Massimo Bizzocchi is the Chairman of the Kiton Corporation, producer of arguably the finest (and maybe the most expensive) suits in the world.
But Kiton (pronounced kee-tun) is also one of the most discreet Italian brands you’ll find. There is little to no advertising and no obvious logo. We are seldom told that a celebrity is wearing a Kiton on the red carpet — although if he’s someone like George Clooney, he probably is. Founded in 1968 by Ciro Paone, Kiton is the quintessential example of Neapolitan tailoring: less structured than a Brioni, more svelte and body forming than an Armani.
Of all Italians, Neapolitans are perhaps the most flamboyant and obsessive when it comes to tailoring. A stroll down Via Montanapoleone in Milan is like stepping into a scene from “La Dolce Vita,” with huddles of young men in knife-sharp suits, admiring one another not to mention themselves.
I met with Mr. Bizzocchi one Saturday afternoon after a private party at San Francisco’s Neiman Marcus, and he shared the story of the Italian and his passion for tailoring.
I actually wanted to be a diplomat, but you know, in Italy it is about connections and my family is not of high rank or part of government. We did not know anybody in the Vatican, so I decided to work in international business, with something I know very well: the Italian tailored suit.
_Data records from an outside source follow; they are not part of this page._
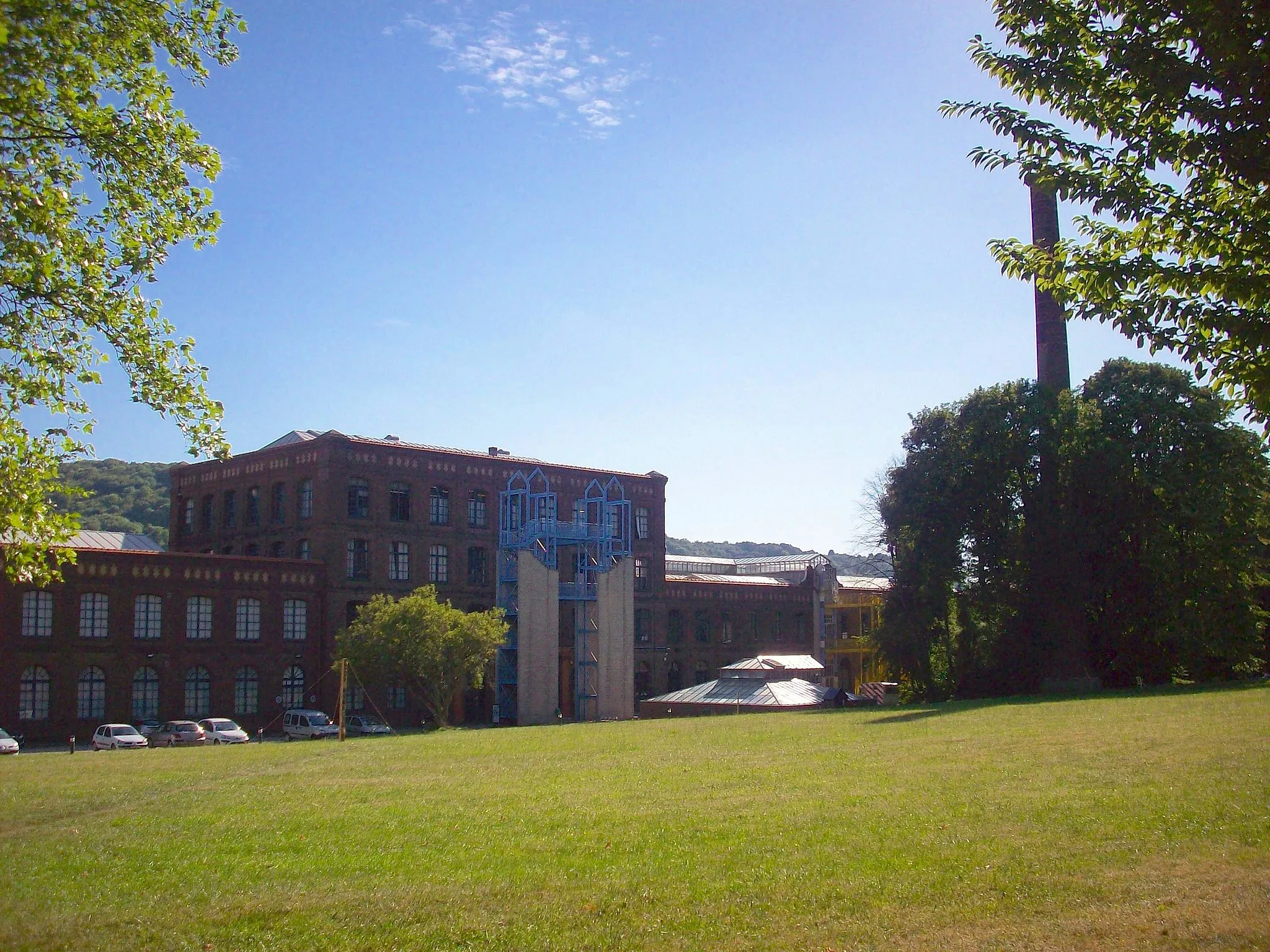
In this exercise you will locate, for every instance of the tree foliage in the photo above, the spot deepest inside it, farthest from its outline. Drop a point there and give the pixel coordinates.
(100, 175)
(1158, 500)
(1162, 130)
(425, 644)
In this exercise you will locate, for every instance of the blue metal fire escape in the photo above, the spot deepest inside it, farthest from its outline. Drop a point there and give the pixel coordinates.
(596, 539)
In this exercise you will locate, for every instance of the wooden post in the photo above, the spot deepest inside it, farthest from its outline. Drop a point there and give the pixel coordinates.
(343, 695)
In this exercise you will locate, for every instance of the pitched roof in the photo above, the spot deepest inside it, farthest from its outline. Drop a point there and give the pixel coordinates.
(117, 541)
(747, 692)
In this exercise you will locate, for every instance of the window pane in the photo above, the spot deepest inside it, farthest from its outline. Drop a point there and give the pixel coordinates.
(247, 620)
(295, 620)
(37, 615)
(146, 617)
(94, 615)
(247, 692)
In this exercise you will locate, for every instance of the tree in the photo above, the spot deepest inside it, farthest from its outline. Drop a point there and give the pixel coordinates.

You see from the time I was 6 or 7 years old I would spend Saturday afternoons in the wintertime with my father in the tailor shop. My father would be there talking to friends and drinking coffee and smoking cigarettes. This is part of the Italian culture: to take time with your tailor and watch him make your suit. It is like the barbershop in the United States. It is the place you learned to be a man.
This is the beauty of what a brand like Kiton continues to represent. Too often you see someone wearing a suit and they look “Tom Ford” — not like themselves. We don’t want that, we want the man to be himself.
When the consumer is buying the product and putting the product on, he is the architect, he is the designer, he is the mood, he is the mind, he is the evocation; he is all of those things make the man different because of how the suit changes how he feels.
This is where all the Neapolitan heritage of tailoring comes out. The Neapolitan tailor developed their style based on the desire to make everybody feel very comfortable but making everybody also looking very natural. We are not trying to make a man with a sloped shoulder looking like he has a straight shoulder. We are leaving his shoulder but we will correct other details in order to make him look good.
Ciro is a genius in interpreting that style of life, where people are in love and enjoying themselves with clothing. This is why the Italian people enjoy dressing up a lot, because this is part of expressing how they feel about life. A man walks around in a suit and he is telling people: this is who I am. Now people go in jeans and t-shirt and they are anonymous.
Ciro is such a maniac that he will walk to a suit a touch all the buttonholes to make sure they are not stiff… he wants them soft, and he tells the tailors to use the correct number of threads for the fabric. He can feel with his fingers if there are too many threads in a buttonhole.
Did Ciro know about the American market before he decided to open in the U.S.?
He knew Ralph Lauren was very powerful in U.S. and he met him once when Ralph was in Italy. So when he go to New York for the first time, we go to Ralph’s big office building but we are told we cannot see him and that we must make appointment. Ciro gets very upset and he says to me, “No, tell him we are here! Tell him that we ate mozzarella together in Napoli!”
Finally Ralph Lauren comes out and says hello and Ciro gives him a beautiful jacket to try on. Ralph says, “Oh Ciro, it is very nice!” and Ciro says, ‘Thank you,” and takes the jacket back. He shakes Ralph’s hand and he leaves. And we never saw Ralph again.